El breve texto del Evangelio de este Domingo nos relata la escena de la Última Cena según el Evangelio de Marcos. A pesar de esa brevedad, se nos dicen muchas cosas que es imposible agotar. Pero notemos que esa Cena tenía algunas características que la hacen muy importante para nosotros que cada Domingo compartimos la Santa Misa.
En primer lugar, la Última Cena es un hecho envuelto en el Misterio: parece que todo estuviera misteriosamente preparado cuando el Señor envía a sus discípulos a disponer las cosas. Alguien se ha ocupado de lo principal, los discípulos sólo tienen que terminar los detalles. Así es en cada Misa, queridos hermanos: la Misa no es, principalmente, algo que nosotros hacemos; la Misa es algo que Dios hace. Él se ocupa, Él dispone, Él prepara y nosotros participamos de la mejor manera: leyendo, cantando, rezando, haciendo silencio, nos paramos, nos arrodillamos, etc. Pero siempre conscientes de que hay alguien que nos ha preparado la mejor comida sin la cual la vida cristiana se hace imposible. Por eso la Iglesia llama a la Misa y a la celebración de los demás sacramentos “obra de Dios”. Por eso también la mejor disposición para celebrar la Misa es la de alabanza, adoración y agradecimiento porque Dios se ocupa tanto de nosotros.
En segundo lugar, la Última Cena no es una comida más: el Evangelio nos da detalles que muestran que es una verdadera fiesta: hay buena comida, buena bebida, como en las fiestas judías de aquel tiempo, una sala grande y hasta almohadones, es decir, comodidad para que los invitados se sientan bien. La Misa no puede ser una tortura, aunque a veces las homilías lo sean: en la Misa estamos llamados a descubrir la alegría de saber alabar al Señor, saber cantarle, aunque desafinemos, porque el coro disimula nuestros errores. Saber disfrutar de la Palabra de Dios, saber descubrir su sabor. Saber alegrarnos, también, de ver a tantos cristianos alrededor nuestro que viven la misma fe. Personalmente, les digo que celebrar la Misa en Domingo siempre alienta mi propia fe al ver la fe de ustedes.

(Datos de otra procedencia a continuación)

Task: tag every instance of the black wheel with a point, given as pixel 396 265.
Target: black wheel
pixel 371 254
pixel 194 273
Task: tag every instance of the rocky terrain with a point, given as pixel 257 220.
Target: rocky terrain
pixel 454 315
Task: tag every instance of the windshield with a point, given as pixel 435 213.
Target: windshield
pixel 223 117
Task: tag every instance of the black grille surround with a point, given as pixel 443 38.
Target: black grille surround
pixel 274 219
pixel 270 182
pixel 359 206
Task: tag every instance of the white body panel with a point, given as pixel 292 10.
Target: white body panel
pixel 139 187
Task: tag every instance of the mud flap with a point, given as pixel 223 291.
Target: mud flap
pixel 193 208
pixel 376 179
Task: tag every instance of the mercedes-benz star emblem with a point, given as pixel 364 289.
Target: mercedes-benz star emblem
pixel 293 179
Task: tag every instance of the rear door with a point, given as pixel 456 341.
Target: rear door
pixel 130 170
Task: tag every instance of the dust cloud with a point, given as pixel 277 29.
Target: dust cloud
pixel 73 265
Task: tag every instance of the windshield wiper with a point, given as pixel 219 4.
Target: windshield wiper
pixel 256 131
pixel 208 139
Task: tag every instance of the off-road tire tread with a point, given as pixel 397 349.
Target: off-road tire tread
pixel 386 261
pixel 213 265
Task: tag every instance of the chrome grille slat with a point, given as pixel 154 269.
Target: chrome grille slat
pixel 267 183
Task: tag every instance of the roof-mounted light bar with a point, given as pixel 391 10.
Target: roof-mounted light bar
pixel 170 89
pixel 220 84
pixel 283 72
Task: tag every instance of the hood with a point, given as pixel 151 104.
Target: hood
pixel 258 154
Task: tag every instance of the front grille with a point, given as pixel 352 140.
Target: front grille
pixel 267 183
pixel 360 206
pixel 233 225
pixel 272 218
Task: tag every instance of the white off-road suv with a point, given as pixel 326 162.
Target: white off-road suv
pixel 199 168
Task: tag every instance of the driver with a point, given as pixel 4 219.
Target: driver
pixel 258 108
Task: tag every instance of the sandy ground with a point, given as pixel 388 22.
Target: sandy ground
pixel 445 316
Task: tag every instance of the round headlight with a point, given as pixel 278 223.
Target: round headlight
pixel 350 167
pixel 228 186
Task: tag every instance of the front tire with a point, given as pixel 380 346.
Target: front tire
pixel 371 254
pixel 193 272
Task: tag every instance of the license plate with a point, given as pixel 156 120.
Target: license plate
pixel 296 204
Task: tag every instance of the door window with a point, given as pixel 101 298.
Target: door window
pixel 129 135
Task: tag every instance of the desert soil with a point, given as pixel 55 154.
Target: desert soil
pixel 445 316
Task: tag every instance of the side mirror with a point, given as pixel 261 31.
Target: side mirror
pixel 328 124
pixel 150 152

En tercer lugar, la Última Cena es una cena judía y, al mismo tiempo, Cristo es su centro. Es decir: es plenamente cristiana con unas formas y un ropaje muy antiguo, enraizado en la piedad del pueblo de Israel. La primera lectura nos muestra la importancia que los sacrificios de animales tenían para el creyente de Israel. La sangre de esos animales simbolizaba la purificación de los pecados que el pueblo necesitaba y la alianza con su Dios. Pero en la Última Cena ya no hay sacrificios de animales, ya no hay templo en el que realizar los sacrificios, ya no hay altar donde ofrecerlos a Dios. Quedan sólo los símbolos del pan y vino y en ellos, en el centro de la Cena, Cristo. Cristo, de ahora en adelante, es el sacrificio, es el cordero inmolado que “quita los pecados del mundo”, nuestros pecados. Cristo es también el templo, que aunque sea destruido, en tres días será reconstruido. Y Cristo es también el altar en el que nosotros nos hacemos ofrenda junto con Él y participamos de la alianza nueva preparada desde tan antiguo.
Por último, están las palabras: “Tomen, esto es mi cuerpo. Tomen, esta es mi sangre”. Las palabras centrales de la Última Cena son la clave de esta fiesta del Corpus Christi porque en ellas se habla de la presencia: el Señor no sólo ha querido sellar entre nosotros y el Padre una alianza eterna, no sólo ha querido alimentarnos con la Eucaristía para que podamos vivir las exigencias de esa alianza, no sólo se nos ha entregado como cordero inocente para perdonar nuestros pecados, también ha querido quedarse con nosotros hasta el fin del mundo en el Misterio del pan consagrado. En este día y cada Domingo, Démosle gracias, alabémoslo y adorémoslo.